The easiest and most scalable way to do this is to sort the results on the high cardinality field and perform the aggregation while iterating through the results. With this approach you can simply gather the results in a priority queue to capture the top or bottom results.

How Does It Work

To ask Solr to export the full sorted result set you use the new export request handler. The syntax is very simple:

/solr/collection/export?q=my-query&sort=fieldA desc, fieldB desc&fl=fieldA,fieldB,fieldC

Solr will then stream the full sorted result back in json format. The sort criteria and field list (fl) are mandatory.

Distributed Support

The initial release treats all queries as non-distributed requests. So the client is responsible for making the calls to each Solr instance and merging the results. Because each of the core use cases involve specialized merge logic, it makes sense for the client to handle the merge (atleast in the initial release).

Using SolrJ’s CloudSolrServer as a model, you can build clients that automatically send requests to all the shards in a collection (or multiple collections) and then merge the sorted sets any way you wish.

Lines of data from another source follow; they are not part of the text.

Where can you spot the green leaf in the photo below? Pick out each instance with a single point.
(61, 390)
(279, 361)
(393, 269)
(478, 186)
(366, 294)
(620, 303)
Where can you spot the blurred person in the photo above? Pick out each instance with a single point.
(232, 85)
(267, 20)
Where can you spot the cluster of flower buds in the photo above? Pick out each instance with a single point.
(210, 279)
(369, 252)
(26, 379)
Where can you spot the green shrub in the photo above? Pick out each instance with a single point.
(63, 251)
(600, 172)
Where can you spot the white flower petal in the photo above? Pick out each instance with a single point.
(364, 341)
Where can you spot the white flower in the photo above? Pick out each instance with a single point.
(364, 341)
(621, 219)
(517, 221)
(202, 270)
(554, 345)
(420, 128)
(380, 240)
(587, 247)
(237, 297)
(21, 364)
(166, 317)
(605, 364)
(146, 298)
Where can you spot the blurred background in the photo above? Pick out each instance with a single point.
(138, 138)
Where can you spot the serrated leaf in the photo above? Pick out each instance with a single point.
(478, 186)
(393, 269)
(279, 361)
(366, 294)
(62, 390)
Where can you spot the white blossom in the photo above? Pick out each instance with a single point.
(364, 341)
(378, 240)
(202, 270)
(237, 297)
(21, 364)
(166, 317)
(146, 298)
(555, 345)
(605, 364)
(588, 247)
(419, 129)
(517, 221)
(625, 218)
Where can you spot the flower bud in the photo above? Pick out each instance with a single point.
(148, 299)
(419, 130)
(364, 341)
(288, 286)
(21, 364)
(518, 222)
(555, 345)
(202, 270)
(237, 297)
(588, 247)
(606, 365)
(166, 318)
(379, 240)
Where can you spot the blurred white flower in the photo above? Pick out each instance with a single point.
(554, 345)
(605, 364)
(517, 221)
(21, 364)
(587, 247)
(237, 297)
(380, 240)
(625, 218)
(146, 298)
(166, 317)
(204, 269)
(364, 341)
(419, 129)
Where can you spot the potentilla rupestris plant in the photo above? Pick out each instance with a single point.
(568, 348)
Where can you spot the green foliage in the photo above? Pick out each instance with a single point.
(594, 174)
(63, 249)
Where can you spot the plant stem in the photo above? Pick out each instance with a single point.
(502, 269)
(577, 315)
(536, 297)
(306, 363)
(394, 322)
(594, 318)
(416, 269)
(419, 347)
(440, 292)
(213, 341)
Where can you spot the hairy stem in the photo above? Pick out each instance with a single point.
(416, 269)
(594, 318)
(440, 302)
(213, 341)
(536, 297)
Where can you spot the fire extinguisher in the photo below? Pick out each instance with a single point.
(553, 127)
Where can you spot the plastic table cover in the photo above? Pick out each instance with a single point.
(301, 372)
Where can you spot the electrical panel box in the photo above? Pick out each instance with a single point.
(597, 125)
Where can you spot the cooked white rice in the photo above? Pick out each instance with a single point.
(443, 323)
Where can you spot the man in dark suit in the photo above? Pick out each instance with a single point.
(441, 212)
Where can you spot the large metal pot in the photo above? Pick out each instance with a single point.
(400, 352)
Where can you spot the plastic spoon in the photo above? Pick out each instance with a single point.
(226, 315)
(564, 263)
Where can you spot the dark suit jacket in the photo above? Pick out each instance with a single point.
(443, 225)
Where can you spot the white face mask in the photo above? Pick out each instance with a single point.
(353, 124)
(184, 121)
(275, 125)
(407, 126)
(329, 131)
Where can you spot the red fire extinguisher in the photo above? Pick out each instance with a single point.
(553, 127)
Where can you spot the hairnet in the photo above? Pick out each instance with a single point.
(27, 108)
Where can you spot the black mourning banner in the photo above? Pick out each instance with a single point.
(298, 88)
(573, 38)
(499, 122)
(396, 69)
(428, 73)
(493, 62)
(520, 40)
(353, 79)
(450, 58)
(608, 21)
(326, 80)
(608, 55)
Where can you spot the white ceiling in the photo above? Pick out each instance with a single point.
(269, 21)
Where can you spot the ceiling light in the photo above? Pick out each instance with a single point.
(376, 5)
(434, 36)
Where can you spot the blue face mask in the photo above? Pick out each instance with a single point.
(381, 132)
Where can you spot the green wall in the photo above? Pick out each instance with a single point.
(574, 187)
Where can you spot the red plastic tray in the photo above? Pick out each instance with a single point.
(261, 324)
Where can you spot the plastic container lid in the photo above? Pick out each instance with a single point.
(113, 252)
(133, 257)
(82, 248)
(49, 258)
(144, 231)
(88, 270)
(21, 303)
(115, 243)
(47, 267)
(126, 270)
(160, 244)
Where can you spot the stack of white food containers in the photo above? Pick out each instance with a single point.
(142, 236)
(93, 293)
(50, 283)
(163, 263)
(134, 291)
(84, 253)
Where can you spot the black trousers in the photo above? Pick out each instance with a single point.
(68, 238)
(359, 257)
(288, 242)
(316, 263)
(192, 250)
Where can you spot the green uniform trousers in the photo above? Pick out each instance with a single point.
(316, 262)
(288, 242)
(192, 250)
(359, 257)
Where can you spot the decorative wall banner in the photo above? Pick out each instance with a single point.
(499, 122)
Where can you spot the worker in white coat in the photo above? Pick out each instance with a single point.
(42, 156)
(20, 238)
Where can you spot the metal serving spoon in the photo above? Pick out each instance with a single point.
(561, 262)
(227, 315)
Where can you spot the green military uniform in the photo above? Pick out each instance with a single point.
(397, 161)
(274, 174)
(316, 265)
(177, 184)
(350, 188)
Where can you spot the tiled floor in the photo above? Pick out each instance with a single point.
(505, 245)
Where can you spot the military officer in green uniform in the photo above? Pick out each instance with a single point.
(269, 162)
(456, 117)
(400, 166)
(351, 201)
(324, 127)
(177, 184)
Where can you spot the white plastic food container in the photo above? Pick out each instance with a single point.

In the future, Solr will likely support some of the core use cases in distributed mode. For example there could be special merge handlers that calculate distributed Median, Percentiles etc.., or perform general case distributed joins.


In the initial release you can sort on any of the following field types:

1) int
2) long
3) float
4) double
5) string

You can specify up to 4 sort fields in a single request. For example:

You can mix and match field types and sort direction as you wish.

The sort fields must be single valued fields.

Sorting on scores is not supported in the initial release.


You can export all the field types that can be sorted (int,long,float,double,string). The exported fields can be single or multi-valued.

Exporting scores is not supported in the initial release.

Use Of Lucene DocValues

All the fields being sorted/exported must have docValues set to true (

You can choose between the different docValuesFormats to trade off memory usage and performance. The fastest is likely to be the “Direct” doc values format as it is uncompressed and fully in-memory. The initial tests were performed with the default Lucene410 docValues format and the “Direct” doc values format.

Lucene/Solr has traditionally used these types of caches for internal sorting and faceting. The export engine uses these caches for sorting but also for exporting data.


This is just the initial release. Here are some features that are likely to follow:

1) Sorting and exporting scores.
2) Sorting and exporting DateField and Currency field types.
3) Support for common distributed use cases such as time series rollups and sort based stats.
4) Support un-sorted exports.
5) Support Avro exports.
6) Improved throughput by using a separate thread for sorting and exporting results.